Partículas de luz dançam na escuridão, como o doce envolto na fumaça áspera. Algo verde e oleoso, como limões sobre um tapete de palha que não foi tocado pelo fogo.

Rubro, antigo e vivo, o aroma de vinhas assombradas pelo tempo parece vivo como um fantasma que dança na neblina.

É assim, como as órbitas vazias que sorriem para mim, que a lembrança do vinho surge.

Diante do prédio carbonizado, coberto de cinzas e do cheiro de incenso velho.

Iodo e borracha velha enchem meus pulmões, carne doce tocada pelas chamas há muito tempo.

Os esqueletos me recebem com seu hálito mineral, exala o perfume da terra que se recusa a aceitá-los.

É assim, como um banquete servido pelo tempo, frutas vermelhas ao redor de um pernil, regado com mel e temperado com tomilho e especiarias, que o vinho que embala.
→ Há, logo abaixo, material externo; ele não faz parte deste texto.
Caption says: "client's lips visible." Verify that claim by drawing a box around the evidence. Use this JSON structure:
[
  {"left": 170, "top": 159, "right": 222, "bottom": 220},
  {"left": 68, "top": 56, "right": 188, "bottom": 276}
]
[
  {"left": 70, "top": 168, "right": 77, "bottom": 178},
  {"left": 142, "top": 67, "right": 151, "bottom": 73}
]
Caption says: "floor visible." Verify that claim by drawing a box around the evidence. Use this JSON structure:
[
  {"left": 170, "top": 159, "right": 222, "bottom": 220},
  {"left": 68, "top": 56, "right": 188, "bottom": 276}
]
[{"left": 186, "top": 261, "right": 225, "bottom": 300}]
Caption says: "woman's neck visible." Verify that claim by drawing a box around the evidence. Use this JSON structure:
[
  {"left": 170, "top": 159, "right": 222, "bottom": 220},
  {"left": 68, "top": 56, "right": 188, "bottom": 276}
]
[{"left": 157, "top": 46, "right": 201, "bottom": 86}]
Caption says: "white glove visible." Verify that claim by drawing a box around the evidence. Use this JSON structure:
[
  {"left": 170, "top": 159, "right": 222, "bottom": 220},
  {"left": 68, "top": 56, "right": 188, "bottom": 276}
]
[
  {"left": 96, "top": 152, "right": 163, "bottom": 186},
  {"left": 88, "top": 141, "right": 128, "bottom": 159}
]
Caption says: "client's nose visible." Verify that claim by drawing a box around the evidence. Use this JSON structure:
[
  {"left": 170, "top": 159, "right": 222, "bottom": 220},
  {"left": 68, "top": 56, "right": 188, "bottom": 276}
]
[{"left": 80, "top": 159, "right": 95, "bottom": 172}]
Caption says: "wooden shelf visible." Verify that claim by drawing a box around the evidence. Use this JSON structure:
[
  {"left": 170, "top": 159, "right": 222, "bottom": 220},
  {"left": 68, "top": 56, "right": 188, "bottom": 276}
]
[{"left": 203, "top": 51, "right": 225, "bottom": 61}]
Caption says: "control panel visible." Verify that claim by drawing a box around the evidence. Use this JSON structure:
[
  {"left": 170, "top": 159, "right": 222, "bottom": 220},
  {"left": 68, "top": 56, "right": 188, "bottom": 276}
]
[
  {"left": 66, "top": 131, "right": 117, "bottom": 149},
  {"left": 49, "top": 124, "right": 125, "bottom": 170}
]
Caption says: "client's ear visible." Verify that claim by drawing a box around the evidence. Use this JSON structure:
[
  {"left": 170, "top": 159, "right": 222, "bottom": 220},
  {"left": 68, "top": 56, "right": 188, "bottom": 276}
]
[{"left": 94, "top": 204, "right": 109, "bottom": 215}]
Um momento congelado no tempo, paralisado, traz lembranças de favos de baunilha secando sob o sol em uma cama de cereais.

Mas a fumaça nunca abandona.

Adentrando minhas narinas, sutil e
presente.

Ignoro o demônio que, passando de um para outro carvalho, se infiltra na clareira chamuscada que me cerca.

Galhos se movem naquele cinza sem vento. Evocam o aroma de madeira, amarga, adocicada e selvagem e do tabaco de mil cigarros fumados.

Recoberta por algo metálico e deliciosamente amargo, minha língua saliva, se pergunta se as pedras
chamuscadas diante de mim teriam sido um velho hospital, ou outro local que as pessoas buscassem atrás de cura.

Então as brasas se acendem, vivas, quentes. Inspiro fogo que escorre pela garganta me enchendo de vida novamente. Cascas de frutas cobertas com canela me fazem pensar no oceano que cobriu a terra antes que a vida ousasse surgir.

Já não luto mais, não há sentido. Me sento entre os ossos sorridentes e bebo com eles, deixo a lembrança do calor do fogo que consumiu tudo aqui me aquecer. Trocamos histórias antigas, algumas que nunca aconteceram em terras que nunca foram a pátria de ninguém.

As cinzas continuam caindo, dançando sem peso no ar, me tornando mais próximo de meus anfitriões.